At times, I tell my friends that looking forward to sleeping or taking a nap is the best part of my life. Most react to this statement by laughing out of bemusement and assuming this is just another lame attempt at trying out future Saturday Night Live punchlines. Never do they realize just how serious I am.
A perfect example of how far my true love extends is this past spring break. Instead of attending foam parties in Fort Lauderdale, I very happily fell asleep by 9:30 p.m. two nights in a row and even spent 14 consecutive hours deep in REM land on one of the days. I also consistently annoyed my parents to no end whenever I spontaneously drifted off in the passenger car seat beside them.
My appreciation for sleeping even extends so far that I don’t even need a bed to get a few moments of quality slumber. My frequent bouts of falling asleep on the floor of my sister’s bedroom undoubtedly proved this.

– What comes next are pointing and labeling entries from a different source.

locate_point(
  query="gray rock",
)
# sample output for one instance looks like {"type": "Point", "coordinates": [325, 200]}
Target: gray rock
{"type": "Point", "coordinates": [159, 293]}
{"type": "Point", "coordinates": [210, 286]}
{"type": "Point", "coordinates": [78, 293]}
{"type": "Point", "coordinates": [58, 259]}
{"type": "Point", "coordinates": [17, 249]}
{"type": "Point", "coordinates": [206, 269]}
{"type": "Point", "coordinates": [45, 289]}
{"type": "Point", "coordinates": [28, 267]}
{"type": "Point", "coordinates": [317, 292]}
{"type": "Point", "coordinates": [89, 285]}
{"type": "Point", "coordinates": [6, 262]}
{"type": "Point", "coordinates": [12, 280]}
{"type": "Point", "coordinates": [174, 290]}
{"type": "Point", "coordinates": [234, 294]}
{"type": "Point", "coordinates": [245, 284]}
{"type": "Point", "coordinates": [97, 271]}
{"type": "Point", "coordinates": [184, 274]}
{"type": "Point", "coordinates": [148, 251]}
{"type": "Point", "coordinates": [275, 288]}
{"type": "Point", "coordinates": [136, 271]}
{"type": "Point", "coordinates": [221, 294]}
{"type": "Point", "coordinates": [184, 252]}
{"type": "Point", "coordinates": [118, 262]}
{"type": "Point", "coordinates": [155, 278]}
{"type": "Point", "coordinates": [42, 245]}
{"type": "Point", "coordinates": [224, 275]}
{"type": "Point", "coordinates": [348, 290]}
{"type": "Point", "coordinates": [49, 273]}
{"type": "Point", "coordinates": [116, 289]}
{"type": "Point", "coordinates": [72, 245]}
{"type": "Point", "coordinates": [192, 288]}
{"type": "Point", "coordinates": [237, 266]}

Perhaps I sound like a delusional 19-year-old who has misplaced her priorities. However, as a severely sleep-deprived and hilariously over-committed college student who usually manages to sleep a maximum of five hours on most nights, I longingly reminisce about my younger days.
If only I had the luxury to choose between sleeping and staying up. Maybe I’d even do my second grade teacher proud and finally earn that piece of candy.